È fondamentale dare tempo al bambino di pensare e riflettere su quello che diciamo, sui nostri consigli e suggerimenti. Non insistere per una risposta immediata.
E occorre anche riflettere sulla possibilità che la disapprovazione verso il figlio derivi dalle nostre paure. Spesso non possiamo fare a meno di scoraggiare e demotivare quei comportamenti che riteniamo rischiosi. Ma poi, non abbiamo mai niente di bello da dire su nostro figlio? Invece di criticarlo, esprimiamo apprezzamento su come è, su quello che fa. La critica, anche se in piccole dosi, è sempre debilitante, per essere neutralizzata ha bisogno di apprezzamento, elemento psicologico vitale.
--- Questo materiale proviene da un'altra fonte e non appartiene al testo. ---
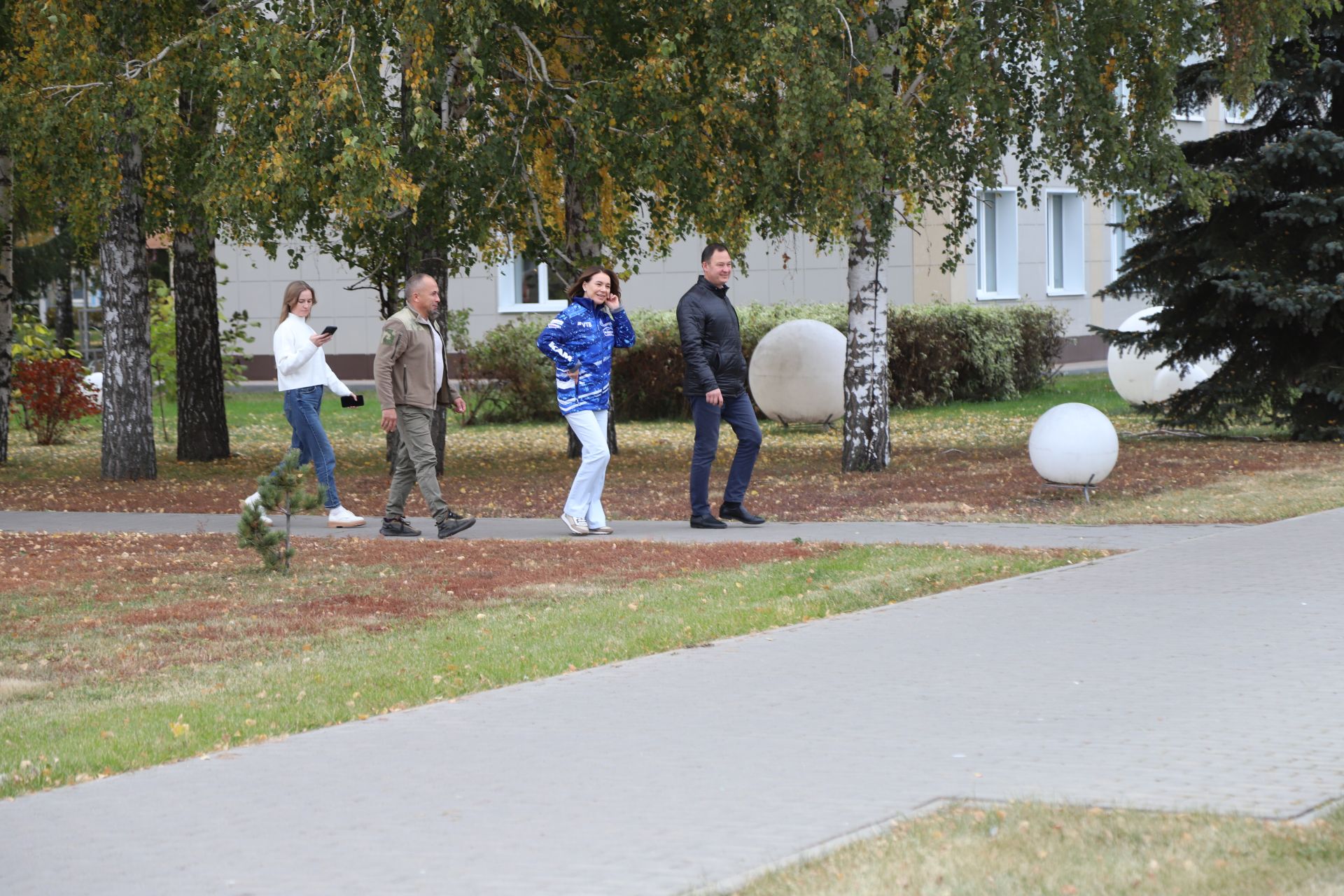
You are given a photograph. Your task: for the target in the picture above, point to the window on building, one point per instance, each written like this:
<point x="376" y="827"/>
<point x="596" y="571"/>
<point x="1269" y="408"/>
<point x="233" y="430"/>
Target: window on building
<point x="1191" y="115"/>
<point x="1236" y="113"/>
<point x="528" y="285"/>
<point x="996" y="244"/>
<point x="1063" y="244"/>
E ultimo, ma non per importanza, è disfarsi dell’idea del genitore perfetto, che non esiste. Questo ideale si porta dietro quello del bimbo e dell’adolescente perfetto, destinati irrimediabilmente alla pressione della critica.

Ogni persona è diversa, ogni figlio ha i suoi sogni, il suo carattere, le sue ambizioni, così come il suo modo di affrontare le difficoltà. Giudicarla non serve, voltargli le spalle neanche, minacciarlo men che meno. Perché le uniche risposte che avrete non saranno migliori delle vostre domande. E non servono i discorsi da commedia americana che finiscono con “va tutto bene, campione“. Serve solo un po’ di tempo, un abbraccio, uno sguardo, un consiglio sentito, un po’ di interesse: così sapremo che ci siete, cari mamma e papà.